Where is it programmed? They are unable to schedule it for Home & Away at 7 o’clock. They invested a lot of money in The Project, which airs in that time slot on Ten, and some of its performers have multi-year contracts, so they can’t put it in before Home & Away at 6.30 p.m. In essence, they are stuck between a rock and a hard place, he claims.
For many years, Home & Away has aired at 7 o’clock on Seven. From a programming perspective, it supports the entire evening, according to David Knox, editor of the business blog TV Tonight. Because soap opera viewers are jaded, you can use them to advertise additional content surrounding your next programme.
Throughout its existence, Home & Away has been sold to 145 different nations. According to Knox, the fact that Seven alone has always owned and produced the show offers the channel “international sales and a very big financial and emotional incentive” to continue airing it.

Another reason Seven wants to maintain Home & Away is that it makes it easier for the network to achieve government-mandated quotas for Australian-produced material, which Seven would otherwise find difficult to meet. According to Allen, Ten, who have increased their domestic output over the past ten years, “wouldn’t have much issue these days” meeting such quotas.
However, the audience it appeals to for marketers may be the main reason Seven wants to maintain Home & Away. Due to the fact that viewers have grown up with Neighbours and Home & Away for 30 years, Allen says that they both have considerably wider appeal than one might originally believe.
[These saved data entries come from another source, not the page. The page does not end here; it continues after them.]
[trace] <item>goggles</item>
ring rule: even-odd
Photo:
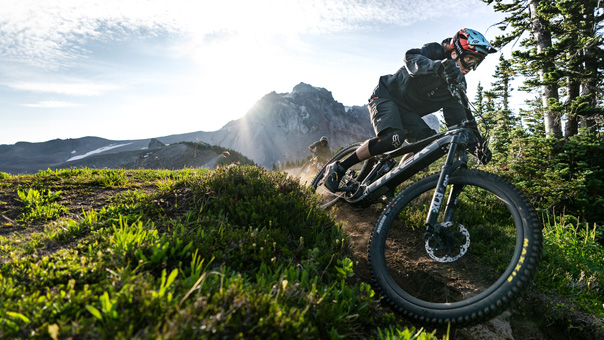
[[[470,60],[466,60],[466,59],[470,59]],[[478,54],[469,53],[467,51],[462,53],[462,55],[459,57],[459,61],[461,61],[461,65],[464,68],[467,68],[469,70],[476,70],[478,65],[480,65],[480,63],[482,63],[483,60],[484,60],[484,57],[479,56]]]

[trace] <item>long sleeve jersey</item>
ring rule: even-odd
[[[387,98],[396,102],[400,114],[424,116],[443,109],[448,126],[466,118],[466,110],[451,95],[440,76],[442,60],[447,54],[442,44],[429,43],[405,53],[403,66],[394,74],[380,77],[372,98]],[[462,80],[466,85],[465,78]]]

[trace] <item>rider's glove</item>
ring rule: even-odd
[[[457,67],[457,63],[452,59],[446,59],[441,62],[440,74],[449,84],[459,83],[463,77],[461,70]]]

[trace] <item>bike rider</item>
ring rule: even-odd
[[[336,192],[347,169],[400,147],[408,137],[405,132],[418,140],[436,134],[422,116],[442,109],[447,126],[466,119],[466,110],[453,97],[448,83],[454,81],[466,88],[464,76],[475,70],[489,53],[495,52],[482,34],[469,28],[461,29],[440,44],[433,42],[421,49],[408,50],[403,66],[395,74],[381,76],[369,99],[376,137],[365,141],[342,162],[329,164],[325,187]],[[484,152],[488,153],[484,157],[490,159],[490,151]]]
[[[325,164],[331,157],[331,149],[329,149],[329,142],[327,137],[323,136],[318,141],[312,143],[308,150],[317,156],[319,162]]]

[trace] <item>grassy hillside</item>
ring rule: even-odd
[[[2,339],[416,333],[397,328],[371,287],[355,280],[341,226],[282,173],[0,177]]]
[[[437,338],[382,307],[316,206],[296,179],[252,166],[0,173],[0,338]],[[544,219],[544,234],[513,312],[526,338],[552,324],[603,334],[595,225]]]

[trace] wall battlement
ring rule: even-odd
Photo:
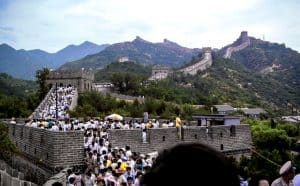
[[[147,140],[143,142],[141,130],[109,130],[108,139],[113,147],[130,146],[132,151],[150,153],[169,148],[177,143],[200,142],[228,155],[250,156],[252,137],[250,126],[184,127],[182,139],[176,128],[149,129]]]
[[[6,124],[10,139],[21,153],[49,170],[83,165],[83,131],[49,131]]]

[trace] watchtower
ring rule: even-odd
[[[152,67],[152,76],[150,80],[165,79],[172,73],[172,70],[167,66],[155,65]]]
[[[240,35],[240,40],[241,42],[246,42],[248,41],[248,32],[247,31],[242,31]]]
[[[50,86],[57,83],[58,86],[73,86],[79,93],[93,89],[94,73],[91,71],[50,71],[46,83]]]

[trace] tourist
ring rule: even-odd
[[[70,178],[70,179],[71,179],[71,178]],[[71,182],[71,181],[70,181],[70,182]],[[75,172],[75,182],[74,182],[74,185],[76,185],[76,186],[84,185],[84,184],[83,184],[83,180],[82,180],[82,176],[81,176],[79,170],[77,170],[77,171]]]
[[[259,180],[258,186],[269,186],[268,180]]]
[[[12,117],[9,123],[10,124],[16,124],[16,119],[14,117]]]
[[[98,176],[94,186],[106,186],[104,179],[101,176]]]
[[[134,185],[135,186],[140,186],[140,182],[142,179],[143,173],[142,172],[137,172],[134,180]]]
[[[135,186],[134,183],[133,183],[133,180],[134,179],[132,177],[127,177],[127,185],[128,186]]]
[[[84,186],[94,186],[95,175],[90,171],[86,173],[84,177]]]
[[[291,161],[287,161],[279,170],[280,177],[273,181],[271,186],[293,186],[295,168]]]
[[[293,179],[294,186],[300,186],[300,174],[297,174]]]
[[[69,179],[69,184],[68,184],[67,186],[75,186],[75,185],[74,185],[75,181],[76,181],[76,178],[75,178],[75,177],[71,177],[71,178]]]
[[[240,181],[224,154],[207,145],[189,143],[163,151],[142,178],[141,185],[239,186]]]
[[[143,139],[143,143],[147,143],[147,130],[143,129],[142,131],[142,139]]]
[[[131,170],[131,167],[126,167],[126,172],[124,174],[125,178],[128,180],[128,178],[132,178],[132,181],[135,179],[134,171]]]

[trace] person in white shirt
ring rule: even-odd
[[[59,131],[59,128],[57,125],[53,125],[52,128],[50,129],[51,131]]]
[[[37,128],[37,127],[38,127],[37,122],[36,122],[36,121],[33,121],[33,122],[31,123],[31,127]]]
[[[126,147],[125,147],[125,150],[126,150],[126,152],[125,152],[126,157],[127,157],[127,158],[131,157],[131,156],[132,156],[132,152],[131,152],[131,150],[130,150],[130,147],[129,147],[129,146],[126,146]]]
[[[143,138],[143,143],[146,143],[147,142],[147,132],[146,132],[146,129],[143,129],[142,138]]]
[[[16,124],[16,119],[14,117],[11,118],[10,124]]]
Both soap operas cater to young and middle-aged Australians, with a more even gender split, as opposed to programmes like Married at First Sight, which have a devoted but narrow audience. Neighbours lost a lot of that when it moved to 10Peach, which increased Seven’s share of ad revenue and gave it more funds to reinvest in other successful shows, aiding the broadcaster in maintaining its lead over Ten in the overall network ratings (Seven raked in 29.1% of the total audience share in the most recent ratings year, ahead of Ten’s 17.8%).
And it is what counts most, according to Allen. He claims that television is entirely supported by advertising. They “get money through the door” in this manner.
Therefore, viewers of Neighbours can at least find solace in the knowledge that the show’s demise has little to do with the content of the show when it airs on July 28 in Australia and August 1 in the UK.
When you step back from it, the dynamics in play make you think, “God, it’s like watching a gladiator [match],” Allen chuckles. And that is.